I have a differential gene expression experiment, and get out microarray probe IDs with p-values and fold changes.
I can map them to the Entrez Gene IDs using the standard annotation platforms or the Ensembl ID mapper. However, consider the following situation:
- gene gA has got associated probes pA and pB
- gene gB has got associated probes pB and pC
- probes pA and pB show significant upregulation, pC no change
In this case, it is likely that gA is upregulated and gB is not. But if I, like is often the case, take the smallest p-value, I would assume that both gA and gB are upregulated.
So, my questions are:
- how likely is it that such a situation occurs in a given DE experiment (vs., e.g. splice variants)?
- are there tools that address this?
May be this mapping issue can be resolved by calculating the sequence similarity between the genes and probes, ie gA with pA, pB and gB with pB,pC and mapping the best matching probe to gene (may be a reciprocal blast)
Which array is this? Some of the Affymetrix arrays have multiple summarization levels. So, you can choose to summarize over genes vs. exons vs. probes. If your array is one of those, then that might be the easiest route.
It's different but fairly standard arrays (including HG-U133A). Do you have a link for the different levels you are talking about?

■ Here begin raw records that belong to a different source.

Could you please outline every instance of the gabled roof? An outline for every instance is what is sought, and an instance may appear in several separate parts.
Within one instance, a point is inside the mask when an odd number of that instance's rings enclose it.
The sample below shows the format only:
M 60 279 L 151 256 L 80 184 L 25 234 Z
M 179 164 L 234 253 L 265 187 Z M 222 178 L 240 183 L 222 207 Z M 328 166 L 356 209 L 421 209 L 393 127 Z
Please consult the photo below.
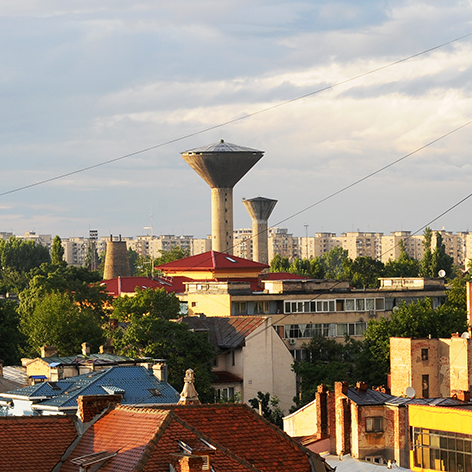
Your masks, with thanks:
M 214 470 L 234 472 L 316 472 L 331 470 L 317 454 L 298 445 L 246 405 L 191 405 L 156 409 L 117 406 L 83 435 L 61 472 L 76 472 L 72 461 L 94 452 L 110 457 L 100 471 L 167 472 L 181 443 L 213 450 Z M 198 444 L 201 448 L 198 448 Z
M 313 277 L 306 275 L 291 274 L 290 272 L 268 272 L 261 277 L 262 281 L 266 280 L 312 280 Z
M 145 290 L 152 288 L 154 290 L 163 288 L 167 293 L 180 293 L 185 290 L 184 282 L 189 281 L 187 277 L 116 277 L 101 282 L 100 285 L 106 286 L 106 291 L 113 297 L 119 297 L 122 294 L 133 294 L 135 290 Z
M 80 395 L 106 395 L 123 391 L 124 405 L 173 404 L 179 399 L 179 394 L 170 384 L 158 380 L 142 366 L 115 366 L 57 382 L 41 382 L 4 393 L 0 399 L 34 401 L 32 408 L 36 410 L 74 411 Z M 156 395 L 156 391 L 159 394 Z
M 181 318 L 190 329 L 208 331 L 210 341 L 220 350 L 243 346 L 246 337 L 265 322 L 261 316 L 186 316 Z
M 249 259 L 243 259 L 242 257 L 236 257 L 224 252 L 208 251 L 196 256 L 185 257 L 177 261 L 168 262 L 156 266 L 157 269 L 162 271 L 167 270 L 179 270 L 179 271 L 214 271 L 218 269 L 231 270 L 239 272 L 244 269 L 258 269 L 262 271 L 267 269 L 267 264 L 260 262 L 254 262 Z
M 0 469 L 49 472 L 76 437 L 70 416 L 2 416 Z

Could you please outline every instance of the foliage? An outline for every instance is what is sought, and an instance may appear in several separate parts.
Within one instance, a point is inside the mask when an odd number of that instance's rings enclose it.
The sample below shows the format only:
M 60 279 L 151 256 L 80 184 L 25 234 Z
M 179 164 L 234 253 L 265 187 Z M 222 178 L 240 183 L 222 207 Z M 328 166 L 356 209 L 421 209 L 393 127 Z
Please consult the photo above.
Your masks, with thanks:
M 215 349 L 206 333 L 192 332 L 184 323 L 151 314 L 131 314 L 126 329 L 109 331 L 108 336 L 118 354 L 166 359 L 169 383 L 179 391 L 183 388 L 185 371 L 193 369 L 200 401 L 214 400 L 211 361 Z
M 161 251 L 160 257 L 154 259 L 154 265 L 167 264 L 169 262 L 183 259 L 190 256 L 188 249 L 182 249 L 180 246 L 174 246 L 170 251 Z
M 51 262 L 54 265 L 65 265 L 64 248 L 62 247 L 62 240 L 59 236 L 55 236 L 51 247 Z
M 323 254 L 322 261 L 325 266 L 325 277 L 327 279 L 341 280 L 344 278 L 344 261 L 348 257 L 348 251 L 342 247 L 333 247 Z
M 276 254 L 270 262 L 271 272 L 288 272 L 290 262 L 287 257 L 281 257 L 280 254 Z
M 19 330 L 20 317 L 16 303 L 6 300 L 0 304 L 0 358 L 5 365 L 20 363 L 20 346 L 24 338 Z
M 426 227 L 423 232 L 423 246 L 424 254 L 420 262 L 420 275 L 421 277 L 434 277 L 431 269 L 431 261 L 433 253 L 431 252 L 431 243 L 433 240 L 433 231 L 431 228 Z
M 0 261 L 2 268 L 28 272 L 45 262 L 51 262 L 51 257 L 46 246 L 12 236 L 7 241 L 0 240 Z
M 438 277 L 439 271 L 444 270 L 446 277 L 454 275 L 454 258 L 446 254 L 446 247 L 441 233 L 436 233 L 436 248 L 431 256 L 432 277 Z
M 389 260 L 385 264 L 385 277 L 418 277 L 420 262 L 409 256 L 402 240 L 398 243 L 400 255 L 395 261 Z
M 465 305 L 458 304 L 456 288 L 451 302 L 434 309 L 429 298 L 410 305 L 403 304 L 393 311 L 390 319 L 371 320 L 364 336 L 364 380 L 384 384 L 390 370 L 390 337 L 432 338 L 450 337 L 467 329 Z
M 163 320 L 178 318 L 180 301 L 174 293 L 165 289 L 136 289 L 133 297 L 118 297 L 113 302 L 113 317 L 128 321 L 132 316 L 152 316 Z
M 382 277 L 384 265 L 368 256 L 360 256 L 356 259 L 346 259 L 343 262 L 344 273 L 356 288 L 376 288 L 379 285 L 379 277 Z
M 100 256 L 98 255 L 97 245 L 92 241 L 87 246 L 87 254 L 84 259 L 84 267 L 90 271 L 96 271 L 100 268 Z M 103 271 L 102 271 L 103 273 Z
M 136 277 L 138 275 L 138 259 L 139 259 L 139 254 L 134 251 L 133 249 L 129 248 L 128 249 L 128 261 L 129 261 L 129 268 L 131 271 L 131 275 L 133 277 Z
M 344 277 L 343 261 L 347 251 L 335 247 L 321 257 L 313 259 L 295 258 L 290 264 L 288 258 L 276 254 L 270 263 L 271 272 L 288 272 L 305 275 L 314 279 L 342 279 Z
M 61 356 L 74 355 L 83 342 L 97 351 L 103 342 L 100 319 L 93 309 L 57 291 L 39 299 L 32 312 L 22 316 L 20 329 L 27 339 L 29 355 L 38 355 L 44 345 L 55 346 Z
M 252 408 L 259 411 L 259 405 L 262 410 L 262 417 L 271 423 L 275 424 L 279 428 L 283 428 L 283 411 L 279 407 L 280 400 L 274 396 L 271 397 L 270 393 L 257 392 L 257 397 L 251 398 L 248 401 Z
M 182 249 L 180 246 L 174 246 L 170 251 L 161 251 L 161 255 L 154 259 L 150 255 L 138 255 L 134 261 L 134 273 L 137 276 L 151 277 L 153 267 L 177 261 L 189 255 L 190 251 L 188 249 Z
M 314 336 L 303 345 L 306 360 L 296 361 L 293 370 L 299 379 L 299 396 L 294 398 L 297 408 L 315 398 L 318 385 L 334 388 L 337 381 L 355 383 L 358 378 L 357 359 L 363 346 L 346 336 L 344 343 L 324 336 Z

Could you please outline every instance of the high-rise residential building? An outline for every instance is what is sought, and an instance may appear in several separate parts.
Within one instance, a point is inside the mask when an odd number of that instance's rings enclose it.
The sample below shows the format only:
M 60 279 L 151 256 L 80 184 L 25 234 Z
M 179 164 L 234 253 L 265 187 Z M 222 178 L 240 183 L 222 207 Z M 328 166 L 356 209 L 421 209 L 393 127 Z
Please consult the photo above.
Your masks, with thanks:
M 298 238 L 287 228 L 269 228 L 269 263 L 276 254 L 287 257 L 292 262 L 299 257 Z
M 253 259 L 252 228 L 235 229 L 233 231 L 233 254 L 244 259 Z

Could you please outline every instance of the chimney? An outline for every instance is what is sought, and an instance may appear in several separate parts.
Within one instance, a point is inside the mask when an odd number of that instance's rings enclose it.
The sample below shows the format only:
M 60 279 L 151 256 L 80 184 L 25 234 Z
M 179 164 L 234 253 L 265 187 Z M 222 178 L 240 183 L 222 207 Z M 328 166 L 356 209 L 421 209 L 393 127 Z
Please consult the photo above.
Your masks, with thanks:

The xps package in R/Bioconductor does that for some arrays. I've done that with Mouse Gene 1.0 ST Arrays, for example, and presume that the HG-U133A would be similarish (though checking would be a good idea!). Some of the commands have an "exonlevel" parameter, which toggles what subset of probes to actually pay attention to (and likely other parameters, I've never looked under the hood to see how it works). The downside to XPS is that it's somewhat annoying to use if you rarely do so. Hopefully someone else knows of a nicer solution!